Question

During your summer internship for an aerospace company, you are asked to design a small research rocket. The rocket is to be launched from rest from the earth's surface and is to reach a maximum height of 960 m above the earth's surface. The rocket's engines give the rocket an upward acceleration so it moves with acceleration of 16.0 m/s2 during the time T that they fire. After the engines shut off, the rocket is in free fall. Ignore air resistance. What must be the value of T in order for the rocket to reach the required altitude?

Answer 1

Answer:

$T=6.75s$

Explanation:

We must separate the motion into two parts, the first when the rocket's engines is on  and the second when the rocket's engines is off. So, we need to know the height ($h_1$) that the rocket reaches while its engine is on and we need to know the distance ($h_2$) that it travels while its engine is off.
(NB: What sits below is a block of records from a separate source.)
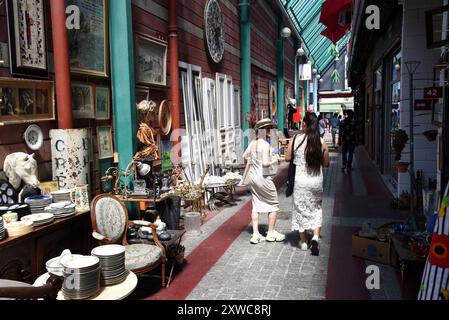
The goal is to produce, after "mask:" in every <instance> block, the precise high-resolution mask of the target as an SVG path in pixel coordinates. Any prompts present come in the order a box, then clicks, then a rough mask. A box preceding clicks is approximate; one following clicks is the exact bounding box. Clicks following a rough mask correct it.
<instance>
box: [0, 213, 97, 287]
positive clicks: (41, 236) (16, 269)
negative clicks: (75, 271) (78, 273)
mask: <svg viewBox="0 0 449 320" xmlns="http://www.w3.org/2000/svg"><path fill="white" fill-rule="evenodd" d="M91 234H92V227H91V222H90V212H89V211H85V212H79V213H76V214H75V215H74V216H71V217H68V218H64V219H56V220H55V221H54V222H53V223H51V224H48V225H45V226H41V227H36V228H34V229H33V231H32V232H30V233H28V234H25V235H22V236H19V237H8V238H6V239H5V240H2V241H0V279H7V280H16V281H21V282H26V283H32V282H33V281H34V279H36V278H37V277H38V276H39V275H40V274H43V273H44V272H46V269H45V262H46V261H48V260H50V259H51V258H54V257H57V256H59V255H60V254H61V252H62V251H63V250H64V249H70V251H72V252H73V253H80V254H89V253H90V249H91V248H92V242H91V238H92V237H91Z"/></svg>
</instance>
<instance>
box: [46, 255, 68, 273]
mask: <svg viewBox="0 0 449 320" xmlns="http://www.w3.org/2000/svg"><path fill="white" fill-rule="evenodd" d="M71 256H72V253H71V252H70V250H68V249H66V250H64V251H63V252H62V254H61V255H60V256H59V257H56V258H53V259H50V260H48V261H47V262H46V263H45V267H46V268H47V271H48V273H51V274H54V275H56V276H59V277H63V276H64V267H63V265H62V264H61V260H62V259H70V258H71Z"/></svg>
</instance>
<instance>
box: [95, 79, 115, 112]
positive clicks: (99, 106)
mask: <svg viewBox="0 0 449 320" xmlns="http://www.w3.org/2000/svg"><path fill="white" fill-rule="evenodd" d="M110 110H111V94H110V90H109V87H100V86H98V87H96V88H95V118H96V119H97V120H109V119H110V117H111V116H110Z"/></svg>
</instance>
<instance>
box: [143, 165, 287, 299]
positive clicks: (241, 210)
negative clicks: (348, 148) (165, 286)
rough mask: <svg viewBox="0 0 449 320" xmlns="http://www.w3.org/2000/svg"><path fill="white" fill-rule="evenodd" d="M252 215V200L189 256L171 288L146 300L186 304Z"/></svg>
mask: <svg viewBox="0 0 449 320" xmlns="http://www.w3.org/2000/svg"><path fill="white" fill-rule="evenodd" d="M287 173H288V170H287V167H286V166H285V165H284V166H283V167H282V168H281V171H280V172H279V174H278V175H277V176H276V177H275V178H274V179H273V180H274V183H275V185H276V186H277V187H279V186H282V185H283V184H285V182H286V178H287ZM251 211H252V202H251V201H250V199H249V200H248V202H247V203H246V204H245V205H244V206H243V207H242V208H240V209H239V210H238V211H237V212H236V213H235V214H234V215H233V216H232V217H231V218H229V219H228V220H227V221H226V222H225V223H223V225H221V226H220V227H219V228H218V229H217V230H216V231H215V232H214V233H212V234H211V235H210V236H209V237H208V238H207V239H206V240H204V241H203V242H202V243H201V244H200V245H199V246H198V247H196V248H195V250H193V251H192V253H190V255H189V256H188V257H187V259H186V260H187V265H186V266H185V267H184V268H183V270H182V271H181V272H180V273H179V274H177V275H176V278H175V279H173V282H172V283H171V285H170V287H169V288H167V289H163V290H161V291H159V292H157V293H156V294H154V295H152V296H150V297H148V298H147V299H146V300H185V299H186V298H187V297H188V295H189V294H190V293H191V292H192V290H193V289H195V287H196V286H197V285H198V283H199V282H200V281H201V279H202V278H203V277H204V276H205V275H206V274H207V272H208V271H209V270H210V269H211V268H212V267H213V266H214V265H215V263H217V261H218V260H219V259H220V258H221V256H222V255H223V254H224V253H225V252H226V250H228V248H229V247H230V246H231V245H232V243H233V242H234V241H235V239H236V238H237V237H238V236H239V235H240V234H241V233H242V232H243V231H245V230H246V228H247V226H248V224H249V223H250V222H251Z"/></svg>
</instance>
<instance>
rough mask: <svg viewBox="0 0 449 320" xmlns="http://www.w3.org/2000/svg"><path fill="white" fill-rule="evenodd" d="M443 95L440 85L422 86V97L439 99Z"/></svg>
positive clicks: (431, 98)
mask: <svg viewBox="0 0 449 320" xmlns="http://www.w3.org/2000/svg"><path fill="white" fill-rule="evenodd" d="M442 97H443V88H442V87H429V88H424V99H439V98H442Z"/></svg>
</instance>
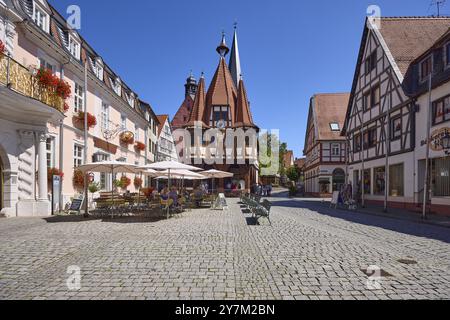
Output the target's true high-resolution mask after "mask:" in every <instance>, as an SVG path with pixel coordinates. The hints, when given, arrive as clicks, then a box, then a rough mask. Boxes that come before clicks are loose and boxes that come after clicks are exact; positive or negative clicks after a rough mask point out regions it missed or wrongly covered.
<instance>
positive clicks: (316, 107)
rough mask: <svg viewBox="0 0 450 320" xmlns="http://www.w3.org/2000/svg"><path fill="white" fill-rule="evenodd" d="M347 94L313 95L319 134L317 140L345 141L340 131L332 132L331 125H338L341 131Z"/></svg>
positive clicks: (345, 114)
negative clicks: (341, 135)
mask: <svg viewBox="0 0 450 320" xmlns="http://www.w3.org/2000/svg"><path fill="white" fill-rule="evenodd" d="M349 99H350V94H349V93H328V94H316V95H314V99H313V101H314V105H313V108H314V115H315V119H316V127H317V130H318V133H319V136H318V137H317V140H345V137H343V136H341V132H340V131H333V130H332V129H331V126H330V124H331V123H338V124H339V129H340V130H342V128H343V126H344V121H345V115H346V111H347V106H348V102H349Z"/></svg>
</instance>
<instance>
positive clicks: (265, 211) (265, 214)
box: [253, 200, 272, 225]
mask: <svg viewBox="0 0 450 320" xmlns="http://www.w3.org/2000/svg"><path fill="white" fill-rule="evenodd" d="M271 208H272V203H270V202H269V201H268V200H264V201H263V202H262V203H261V204H260V205H258V206H257V207H256V209H255V210H254V211H253V216H254V217H255V218H256V219H259V218H267V220H269V223H270V225H272V222H271V221H270V210H271Z"/></svg>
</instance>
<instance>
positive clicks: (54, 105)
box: [0, 54, 64, 112]
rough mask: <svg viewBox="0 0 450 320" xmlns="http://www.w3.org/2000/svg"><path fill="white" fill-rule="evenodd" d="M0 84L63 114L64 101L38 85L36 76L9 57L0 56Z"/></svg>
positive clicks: (55, 95) (13, 59)
mask: <svg viewBox="0 0 450 320" xmlns="http://www.w3.org/2000/svg"><path fill="white" fill-rule="evenodd" d="M0 84H2V85H5V86H7V87H8V88H9V89H11V90H13V91H16V92H18V93H20V94H22V95H24V96H26V97H29V98H32V99H35V100H38V101H40V102H42V103H44V104H46V105H48V106H50V107H52V108H55V109H56V110H58V111H61V112H64V99H63V98H61V97H59V96H57V95H55V94H54V93H52V92H50V91H49V90H47V89H46V88H44V87H42V86H40V85H39V83H38V81H37V78H36V76H35V75H34V74H33V72H32V71H30V69H28V68H27V67H24V66H23V65H21V64H20V63H18V62H17V61H15V60H14V59H12V58H11V57H9V56H6V55H2V54H0Z"/></svg>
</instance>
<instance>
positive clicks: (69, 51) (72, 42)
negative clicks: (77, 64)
mask: <svg viewBox="0 0 450 320" xmlns="http://www.w3.org/2000/svg"><path fill="white" fill-rule="evenodd" d="M67 49H68V50H69V52H70V54H71V55H72V56H74V57H75V58H76V59H78V60H80V43H79V42H78V41H77V40H75V39H74V37H73V36H72V35H69V46H68V48H67Z"/></svg>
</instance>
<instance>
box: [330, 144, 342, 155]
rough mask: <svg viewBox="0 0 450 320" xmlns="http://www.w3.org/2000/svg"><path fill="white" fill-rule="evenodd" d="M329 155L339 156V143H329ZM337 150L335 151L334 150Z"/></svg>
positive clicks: (339, 145) (340, 154) (340, 145)
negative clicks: (329, 152)
mask: <svg viewBox="0 0 450 320" xmlns="http://www.w3.org/2000/svg"><path fill="white" fill-rule="evenodd" d="M330 149H331V151H330V153H331V156H332V157H340V156H341V145H340V144H339V143H332V144H331V148H330ZM335 151H337V152H335Z"/></svg>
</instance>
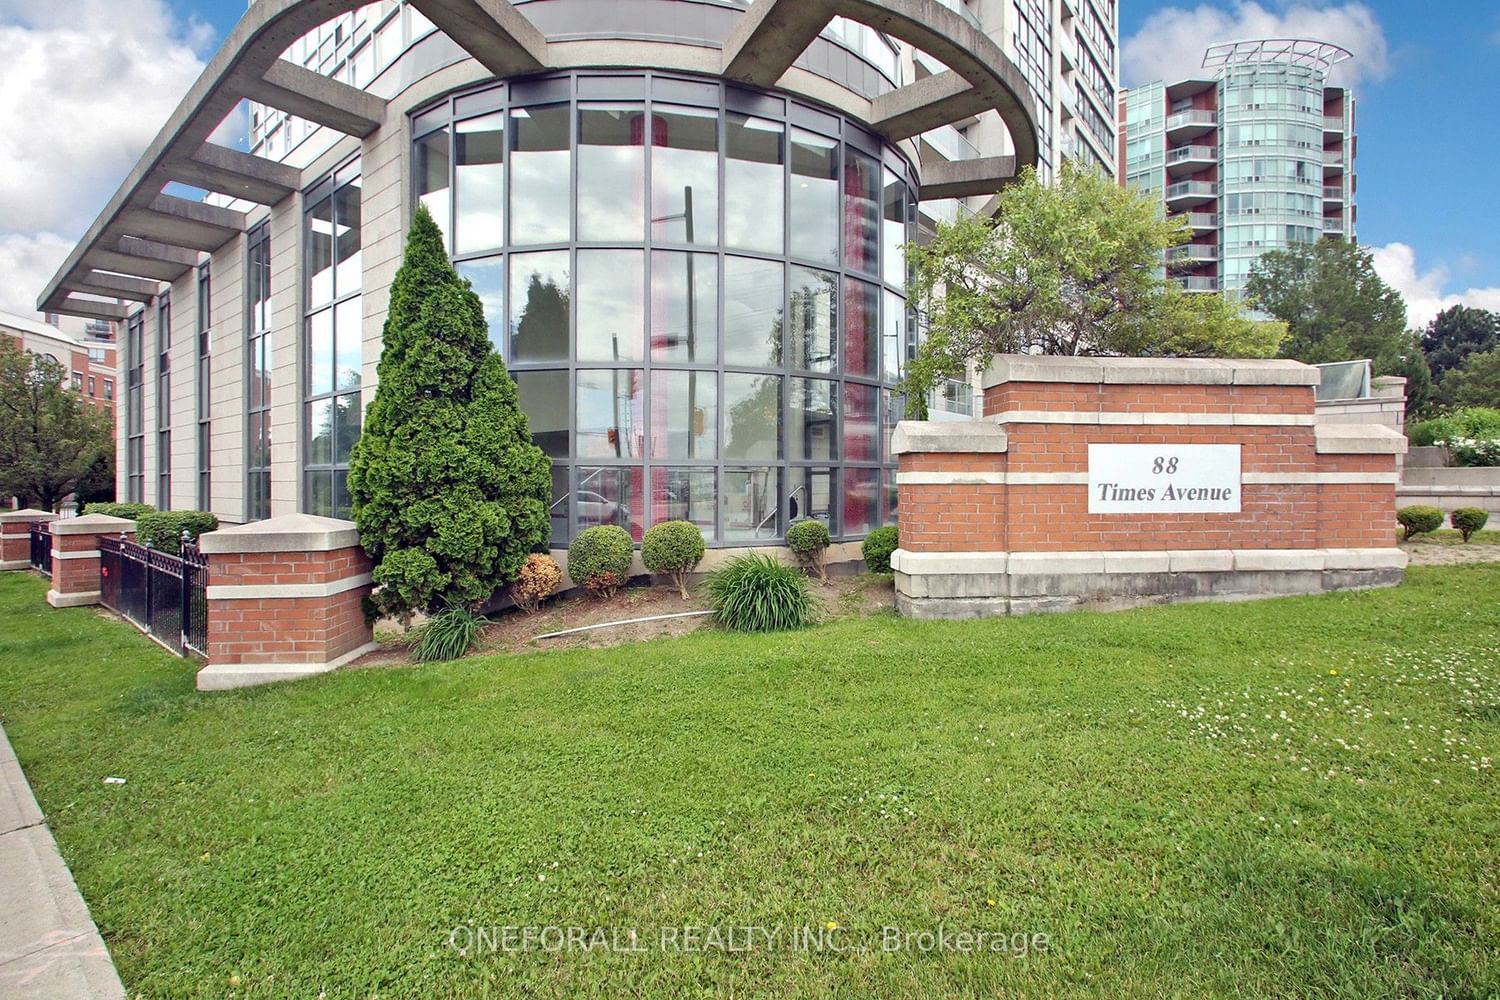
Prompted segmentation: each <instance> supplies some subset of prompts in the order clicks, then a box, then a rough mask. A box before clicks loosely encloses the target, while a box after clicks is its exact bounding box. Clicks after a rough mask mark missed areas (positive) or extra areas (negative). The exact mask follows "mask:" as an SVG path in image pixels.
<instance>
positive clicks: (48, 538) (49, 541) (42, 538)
mask: <svg viewBox="0 0 1500 1000" xmlns="http://www.w3.org/2000/svg"><path fill="white" fill-rule="evenodd" d="M31 568H33V570H36V571H37V573H40V574H42V576H45V577H48V579H51V577H52V528H51V525H48V523H46V522H45V520H33V522H31Z"/></svg>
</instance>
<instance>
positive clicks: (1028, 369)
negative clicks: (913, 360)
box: [983, 354, 1323, 388]
mask: <svg viewBox="0 0 1500 1000" xmlns="http://www.w3.org/2000/svg"><path fill="white" fill-rule="evenodd" d="M1322 381H1323V373H1322V372H1319V369H1316V367H1313V366H1311V364H1302V363H1301V361H1283V360H1263V358H1095V357H1047V355H1031V354H998V355H995V360H993V361H992V363H990V366H989V367H987V369H986V370H984V379H983V385H984V388H992V387H995V385H1004V384H1007V382H1076V384H1097V385H1106V384H1109V385H1317V384H1320V382H1322Z"/></svg>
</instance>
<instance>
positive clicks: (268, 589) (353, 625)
mask: <svg viewBox="0 0 1500 1000" xmlns="http://www.w3.org/2000/svg"><path fill="white" fill-rule="evenodd" d="M198 544H199V549H201V550H202V553H204V555H205V556H207V558H208V591H207V598H208V666H205V667H204V669H202V670H199V672H198V690H199V691H222V690H226V688H240V687H251V685H255V684H270V682H275V681H293V679H297V678H305V676H309V675H314V673H324V672H327V670H333V669H335V667H339V666H341V664H344V663H348V661H350V660H354V658H356V657H359V655H362V654H365V652H368V651H369V649H372V648H374V646H375V643H374V634H372V631H371V625H369V624H368V622H366V621H365V610H363V607H362V604H360V601H362V598H363V597H365V595H366V594H369V592H371V561H369V556H366V555H365V550H363V549H362V547H360V537H359V532H357V531H356V528H354V523H353V522H348V520H335V519H332V517H315V516H312V514H287V516H282V517H273V519H270V520H258V522H254V523H249V525H239V526H234V528H220V529H219V531H214V532H210V534H205V535H202V537H201V538H199V540H198Z"/></svg>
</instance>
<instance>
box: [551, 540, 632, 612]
mask: <svg viewBox="0 0 1500 1000" xmlns="http://www.w3.org/2000/svg"><path fill="white" fill-rule="evenodd" d="M633 550H634V544H633V543H631V541H630V535H628V534H625V529H624V528H621V526H619V525H595V526H594V528H585V529H583V531H582V532H579V535H577V538H574V540H573V544H571V546H568V547H567V574H568V576H570V577H573V582H574V583H580V585H582V586H585V588H588V591H589V592H591V594H595V595H598V597H613V594H615V591H616V589H619V586H621V585H622V583H624V582H625V580H628V579H630V553H631V552H633Z"/></svg>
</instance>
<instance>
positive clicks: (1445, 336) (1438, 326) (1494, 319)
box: [1422, 306, 1500, 382]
For solving this we use the kinematic equations:

In the first part we have:

$h_1=v_0T+\frac{1}{2}aT^2\\h_1=0*T+\frac{1}{2}(16\frac{m}{s^2})T^2\\h_1=8\frac{m}{s^2}T^2$

and the final speed is:

$v_f=v_0+aT\\v_f=0+16\frac{m}{s^2}T\\v_f=16\frac{m}{s^2}T$

In the second part, the final speed of the first part it will be the initial speed, and the final speed is zero, since gravity slows it down the rocket.

So, we have:

$v_f^2=v_0^2+2gh_2\\2gh_2=v_f^2-v_0^2\\h_2=\frac{v_f^2-v_0^2}{2g}\\h_2=\frac{0^2-(16\frac{m}{s^2}T)^2}{2(-9.8\frac{m}{s^2})}\\h_2=\frac{-256\frac{m^2}{s^4}T^2}{-19.6\frac{m}{s^2}}\\h_2=13.06\frac{m}{s^2}T^2$

The sum of these heights will give us the total height, which is known:

$h=h_1+h_2\\960m=8\frac{m}{s^2}T^2+13.06\frac{m}{s^2}T^2\\960m=21.06\frac{m}{s^2}T^2\\T^2=\frac{960m}{21.06\frac{m}{s^2}}\\T^2=45.58s^2\\T=\sqrt{45.58s^2}\\T=6.75s$

This is the time that its needed in order for the rocket to reach the required altitude.